I entered this Praxis assignment with a goal: measure pronoun usage in at least one Shakespearean play. Why pronouns? I was curious to see how often characters reflected on each other using gendered pronouns. Furthermore, in my research, I found that pronouns were often used as stop words (filler words that are removed before mining – think “the”, “an”, “a”, etc), which made me curious about how much these overlooked words could tell. Why Shakespeare? His plays are easy to find as public domain text files, the plots are well known, several have interesting gender dynamics, and. . . I was in a Shakespeare company in my undergrad years. I figured for new tools I may as well retread familiar territory.
I settled on As You Like It as this play particularly plays with gender – an exiled daughter of a duke disguises herself as a man who then offers to play the role of a woman (herself, no less) to help her love interest cope with his inability to see her. It makes more sense in context. With a woman as the main character, and one whose gender presentation changes throughout the play, I felt that As You Like It would serve as a good test case.
Next, came which software to use. I wound up trying a few, each of which will receive its own section:
Voyant
I started with Voyant, which was definitely the easiest to use. I copied and pasted the link from MIT’s webpage of the script (https://shakespeare.mit.edu/asyoulikeit/full.html) and clicked Reveal.
Immediately, I saw this Cirrus map of the most common words:

The script has 22,817 total words and 3,267 unique word forms according to Voyant with the top five words being Rosalind (the main character), Orlando (her love interest), Celia (Rosalind’s cousin / best friend), love, and good. I scrolled through the most popular words, trying to select both pronouns and gendered terms, but realized that this would be far too manual to be efficient. I then tried searching for pronouns before realizing that this was essentially using the Find function on the original webpage, which also didn’t seem like the best use of the tool. Interestingly, the context tab does show what precedes and follows the term. Unfortunately, the terms only show up when you use the regex term ending in an asterisk, so you do have to filter through words that start with the pronoun (i.e. she -> shepherd). It’s fascinating and provides some additional information, but doesn’t always refer to whom the pronoun is referring. Overall it was a fascinating starting point, but didn’t really answer my question
Google Ngram (Aside)
I pulled up Google Ngram to see if it would help. Considering that it shows how often words appear in a large selection of text, it did not help with my original question. I did want to share however, that out of curiosity, I searched for the term “themself” (single reflexive form of they) as proof of it being a legitimate pronoun / using singular “they” has historical validation. The result? From 1800 – 2022, we see a spike for “themself” usage in the most recent years, which seems to affirm the narrative that singular “they” is a more recent trend.

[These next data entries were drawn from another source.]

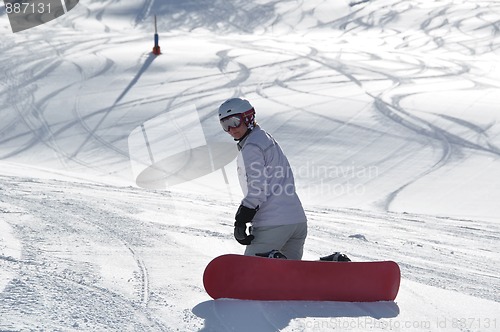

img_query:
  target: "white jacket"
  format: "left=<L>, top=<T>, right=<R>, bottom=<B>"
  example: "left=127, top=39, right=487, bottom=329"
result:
left=237, top=126, right=307, bottom=227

However, if you were to expand the search to texts from 1500 – 2022, the modern usage pales in comparison to its usage throughout the 16th century. Did this answer my question either? No, but I did find this to be an informative aside.

{L}exos
The last software that I tried was {L}exos, a data cleaning and analysis software from Wheaton College. My original MIT link resulted in unwanted HTML that I couldn’t scrub, so I downloaded a text file of the script from Project Gutenberg and trimmed the front matter (title, Dramatis Personae, and scene list) and end matter (terms of use). Then, I went to the scrub function and tried to: make all text lowercase to avoid case sensitivity, remove digits, and remove punctuation but keep apostrophes. I had to replace the roman numerals for Act and Scene numbers with digits so that I wouldn’t get an improper count of “I”‘s in the text. I attempted to remove all words but pronouns and character names, but the result wasn’t as revealing as I’d hoped. Fascinating, but not revealing. Then, I took out a number of the stop words (i.e. the, an, a, that, enter, exit) to attempt to get a more comprehensive look at word frequency, resulting in this word cloud:

From this cloud, we can see that the first and second person are the most popular, but I still wanted more information. So, I went into the Content Analysis tab and entered text file dictionaries for each pronoun type I was looking for: first person, second person, third person masculine, third person feminine, they pronouns, and themself (out of curiosity). For second person, I included both forms of you and thou. I then selected all of the dictionaries and hit analyze. {L}exos generated a table of how many times each pronoun type occurred – first was first person, then second, then third person masculine, then third person feminine, then they pronouns (sadly, no record of themself).

Interestingly, in As You Like It, the most popular feminine pronoun is “her”, which was used 81 times, as opposed to the most popular pronouns for first person – I: 503 times, second person – you: 422 times, third person masculine – he: 180 times, and they – they: 48 times. “She” occurred in the text 46 times.
Conclusion
Did I (eventually) answer my original question? Yes, thanks to {L}exos, I was eventually able to find out the exact number of times pronouns appeared in As You Like It. Am I surprised that the amount of feminine pronouns was significantly less than first person, second person, or third person masculine? Not entirely – since a play involves characters either monologuing their inner thoughts or speaking with each other, I’m not surprised that first and second person pronouns had such high representation. The fact that the masculine pronouns occurred at roughly three times the amount of feminine pronouns was surprising – though the characters are mostly men, the lead is a woman, and there is quite a lot of pining at the center of this plot. The fact that the most popular feminine pronoun was the objective her rather than the nominative she was in fact surprising.
However, while I was able to find some information, my next step is to dig deeper into whom the pronouns were referring. Is it neat to know how often different pronouns occur and compare them? Sure. Is there a lot of context missing that would make this study even richer? Absolutely. In the future, I’d like to do a web scrape of the script to find who is speaking when each pronoun occurs and at what time so I can go back into the text and analyze who is being referred to. Is Rosalind (/ Ganymede, her male alter ego) referred to more with feminine pronouns or masculine pronouns? How often are each character referred to by pronouns? Do any characters have any interesting balance of pronoun types (i.e. does Jaques have more objective pronouns used toward him than nominative)? I had originally selected As You Like It for its gender subversion. While I answered my literal original question, I feel somewhat unsatisfied in the lack of answer toward the spirit behind my original question.